Moreover, the current Guns N' Roses single, "Sweet Child O' Mine" is a love song, dedicated to Axl's girlfriend. It's designed "for when you close your eyes and think of a chick", and there are other tracks on the LP betraying a more musically melodic and lyrically sensitive side to the band. There are bursts of sweeping keyboards, whorls of acoustic electrics, cleverly controlled rather than purposefully manic guitar solos, a struggle for idealism in "Paradise City" and "Think About You". A growing maturity is apparent in some of the newer songs yet to be committed to vinyl, including "Patience", which was one of the ballads aired at Donington.

"Yeah, maybe it's that we've grown up," says Slash. "There comes a time when you realise and come to understand certain things.
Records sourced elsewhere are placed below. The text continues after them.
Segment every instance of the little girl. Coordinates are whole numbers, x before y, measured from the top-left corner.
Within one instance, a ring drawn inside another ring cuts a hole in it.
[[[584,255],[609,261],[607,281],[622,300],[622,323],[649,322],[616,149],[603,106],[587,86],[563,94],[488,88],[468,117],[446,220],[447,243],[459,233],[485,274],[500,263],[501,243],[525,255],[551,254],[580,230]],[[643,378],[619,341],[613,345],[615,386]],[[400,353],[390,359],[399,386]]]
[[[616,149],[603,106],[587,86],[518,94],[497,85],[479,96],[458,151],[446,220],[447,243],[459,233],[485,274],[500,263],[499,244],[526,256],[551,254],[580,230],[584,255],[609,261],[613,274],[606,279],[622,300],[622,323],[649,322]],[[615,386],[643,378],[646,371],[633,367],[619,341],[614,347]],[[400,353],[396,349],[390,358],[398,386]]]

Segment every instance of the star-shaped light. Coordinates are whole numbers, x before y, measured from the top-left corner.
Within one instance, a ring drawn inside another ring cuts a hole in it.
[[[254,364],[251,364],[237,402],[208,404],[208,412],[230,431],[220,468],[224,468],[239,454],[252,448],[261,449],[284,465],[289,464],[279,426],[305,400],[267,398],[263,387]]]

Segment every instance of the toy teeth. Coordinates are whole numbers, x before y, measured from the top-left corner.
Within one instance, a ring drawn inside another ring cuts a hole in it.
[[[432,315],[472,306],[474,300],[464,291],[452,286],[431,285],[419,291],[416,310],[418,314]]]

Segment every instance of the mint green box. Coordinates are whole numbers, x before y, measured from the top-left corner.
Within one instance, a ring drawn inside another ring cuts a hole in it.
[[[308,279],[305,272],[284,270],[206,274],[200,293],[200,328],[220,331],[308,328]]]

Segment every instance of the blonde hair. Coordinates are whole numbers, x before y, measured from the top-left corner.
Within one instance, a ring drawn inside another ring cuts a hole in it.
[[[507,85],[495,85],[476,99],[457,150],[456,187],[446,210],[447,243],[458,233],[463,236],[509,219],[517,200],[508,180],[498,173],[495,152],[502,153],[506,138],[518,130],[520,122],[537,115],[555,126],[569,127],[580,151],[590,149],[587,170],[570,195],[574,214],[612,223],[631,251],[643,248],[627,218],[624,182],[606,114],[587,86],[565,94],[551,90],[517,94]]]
Like with the drugs, they've pretty much gone now and that's because we've never met a single person that took a substantial amount of drugs over a long period of time who didn't have to go into rehabilitation or who didn't go down the drain. It just leads to instability and insecurity.

"But we've always liked to think that our music had some soul to it. There are lots of bands who get their clothes and their hair just right, get a couple of songs together and wanna go out in front of millions of people. Their attitude is, like, the songs are easy, they're only three chords, so what do I have to worry about that for? I've no time for bands like that. The songs may only be three chords, but you'd better feel them, you'd better mean them.

"It comes down to being sincere, being honest, being yourself. We're not into some kind of rock 'n' roll fantasy, playing up to a Sid Vicious, live fast, die young attitude. Some of the stuff might sound like cliched rock 'n' roll shit, but it's all true. We've lived on the street, we've been in jail, we've had no money, we've suffered the same as everyone else and people can relate to that. All kinds of people. The whole point of this band is to break down barriers, to get away from the accepted norm for a rock group, and if that means doing things we're not supposed to, then fine."

•••

Whatever problems have continually dogged their career, the tragedies, exaggerations and insinuations, the rumours of splits in the ranks, the alcohol and drug abuse, the placing of too much trust upon their young heads, Guns N' Roses have the potential to take their sweet and sour gut-rot rock a lot further. Oddly, they are very much in an anachronistic tradition, that of Aerosmith and AC/DC, and like both of those bands, their ultimate success lies in their ability to appeal to the kind of person who'd rather sign their soul over to Satan than have to suffer Donington.

But Slash seems to have the whole thing in persepective.

"We're not the best musicians, the best band in the world. If anything, we're the biggest screw-ups in the business. So we're old fashioned? It's because we grew up in the mid to late Seventies, which was a strange transition period in music. That's heavily influenced us to the extent that we are the antithesis of the bland, safe, predictable shit of the Eighties. Like I said before, we're just out to be ourselves and to have fun.

"As for the future, I dunno. It's great that bands like the Stones, AC/DC, Cheap Trick and so on seem able to go on for ever, but I don't know if we will. We've got loads of new material for the next LP, it may even be a double album, and that's all that concerns me. There's none of this, 'Oh, we've gotta do five albums, we've still gotta be in this band at 40’. I can't even picture myself at 24, man. I've only just turned 23. All I know is that somehow we'll manage to live through all the bullshit. That's enough."